Alexis: When I told my friends about Jaimie’s idea, they all said I should consider it. So six months later, Ian and I met for lunch at Sushi Island on College. Jaimie came too. I was wearing my Firefly shirt, and we ended up talking almost entirely about sci-fi TV.

Ian: We talked about everything but having a baby. It’s like dating—you don’t show up and talk about dating.

Alexis: I liked Ian. He seemed trustworthy, and I decided I wanted to get to know him better.

Ian: We agreed to meet again, this time without Jaimie, at a Starbucks at Sherway Gardens. I brought a co-parenting binder from the 519 Community Centre.

Alexis: We shared our thoughts about parenting, and we went over logistics: how someone gets inseminated, co-parenting agreements, and so on.

Ian: We discussed where we would live, schooling, religion, finances, future partners. And we decided that in the case of major disagreements, we would have a cooling-off period. If that didn’t lead to a resolution, we’d have someone mediate.

Alexis: We probably saw each other once every two to three weeks for the next six months. In the summer of 2011 we started to try, using an ovulation tracker and a DIY insemination kit. We got pregnant after our first attempt, but I miscarried eight weeks later. It was more devastating than I could have ever expected. I kept to myself for two months.

Ian: In January 2012, we tried again. I was coming back from Costa Rica a month later, and when I landed, I got a text from Alexis saying, “Congratulations, Dad.” It was nice. That was around the time that my friendship with Ben was starting to grow into something more.

Ben: On one of our early dates, Ian told me he was having a kid. I was okay with it.

Ian: Ben was so blasé that I thought there was something wrong with him!

Ben: I’d never thought about being a dad, mostly because I was never in a position to consider it. When Ian told me, I thought, Well, what else would I want to do at age 37?

Alexis: I met Ben at Ian’s place on my 35th birthday. I was six months pregnant. Ben made me a birthday dinner—pork in lettuce wraps. They were really good.

Ben: Alexis can be hard to read.

Ian: I knew it wasn’t going poorly, and I told Ben that.

Alexis: Joshua was born in October 2012, after a pretty easy pregnancy. We divided our parental leave—I took six months and Ian took four.

Ben: I moved in with Ian just as his parental leave began. It’s a good thing, too. Thawing frozen breast milk isn’t so simple in the middle of the night.

Ian: I knew that Ben was the one. We married in 2014.

Ben: Today, Joshua calls me “Papa.” I’ve always liked the idea of being called “Pop,” and it stuck.
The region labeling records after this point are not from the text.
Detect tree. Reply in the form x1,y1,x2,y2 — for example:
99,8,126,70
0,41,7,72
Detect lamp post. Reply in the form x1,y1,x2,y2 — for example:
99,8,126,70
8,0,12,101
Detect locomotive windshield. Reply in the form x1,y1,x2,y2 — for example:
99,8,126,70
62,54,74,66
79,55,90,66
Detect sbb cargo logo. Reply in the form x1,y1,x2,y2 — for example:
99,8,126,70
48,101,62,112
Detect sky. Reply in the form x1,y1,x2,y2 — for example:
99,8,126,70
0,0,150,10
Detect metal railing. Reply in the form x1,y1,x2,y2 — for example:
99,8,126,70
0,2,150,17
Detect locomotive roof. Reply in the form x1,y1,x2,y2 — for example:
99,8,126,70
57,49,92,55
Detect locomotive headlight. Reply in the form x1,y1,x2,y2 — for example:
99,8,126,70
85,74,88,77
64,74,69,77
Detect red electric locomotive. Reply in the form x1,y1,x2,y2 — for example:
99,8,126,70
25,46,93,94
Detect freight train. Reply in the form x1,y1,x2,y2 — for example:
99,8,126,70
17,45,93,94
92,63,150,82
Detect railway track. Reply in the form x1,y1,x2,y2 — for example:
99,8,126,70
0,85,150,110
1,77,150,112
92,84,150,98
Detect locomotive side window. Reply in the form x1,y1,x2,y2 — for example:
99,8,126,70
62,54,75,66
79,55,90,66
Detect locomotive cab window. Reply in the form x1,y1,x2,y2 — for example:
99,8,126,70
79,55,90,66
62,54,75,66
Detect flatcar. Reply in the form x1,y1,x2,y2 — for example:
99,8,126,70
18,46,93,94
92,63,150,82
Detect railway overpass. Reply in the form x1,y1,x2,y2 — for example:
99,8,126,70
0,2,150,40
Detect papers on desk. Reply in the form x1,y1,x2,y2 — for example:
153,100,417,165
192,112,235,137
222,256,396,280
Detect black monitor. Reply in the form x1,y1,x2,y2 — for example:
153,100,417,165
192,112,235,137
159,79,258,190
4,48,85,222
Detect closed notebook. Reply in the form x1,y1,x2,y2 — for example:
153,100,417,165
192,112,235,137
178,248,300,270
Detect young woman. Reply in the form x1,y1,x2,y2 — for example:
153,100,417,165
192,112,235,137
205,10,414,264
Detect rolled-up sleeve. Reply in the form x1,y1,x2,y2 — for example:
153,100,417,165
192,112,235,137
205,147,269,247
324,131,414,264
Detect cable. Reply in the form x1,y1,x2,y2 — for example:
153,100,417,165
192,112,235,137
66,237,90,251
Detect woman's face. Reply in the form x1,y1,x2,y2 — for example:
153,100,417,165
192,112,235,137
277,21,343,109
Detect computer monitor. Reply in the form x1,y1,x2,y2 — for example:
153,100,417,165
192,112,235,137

Alexis: Before Joshua started kindergarten, we all moved to Etobicoke, so we could be close to his school. We live a five-minute drive apart.

Ben: Our arrangement is essentially a 50-50 split. Alexis has Joshua on Monday and Tuesday, we have him on Wednesday and Thursday, and we alternate weekends.

Ian: We’re in touch constantly. Someone took Joshua’s shoes while he was at jiu-jitsu, so Alexis texted us. Ben ran out and bought a new pair, and Alexis picked them up before school the next morning.

Alexis: We log all of our expenses on an Excel spreadsheet, and we have a joint account for Joshua-related purchases, for everything except food.

Ian: Ben and I talk about Joshua a lot because we live together. Alexis and I sometimes have challenges because when I text, I expect a response right away.

Alexis: It can take me a day. I like to think things over.

Ian: I’m learning to be more patient.

Alexis: The other day Joshua asked me if I was going to marry Ian. I said, “No, Daddy is already married to Papa.” Then he said, “You can all be married together.” When he asks again, I’ll explain that this is what we wanted, and that everybody loves him. We don’t all live together, and that’s fine because every family is different.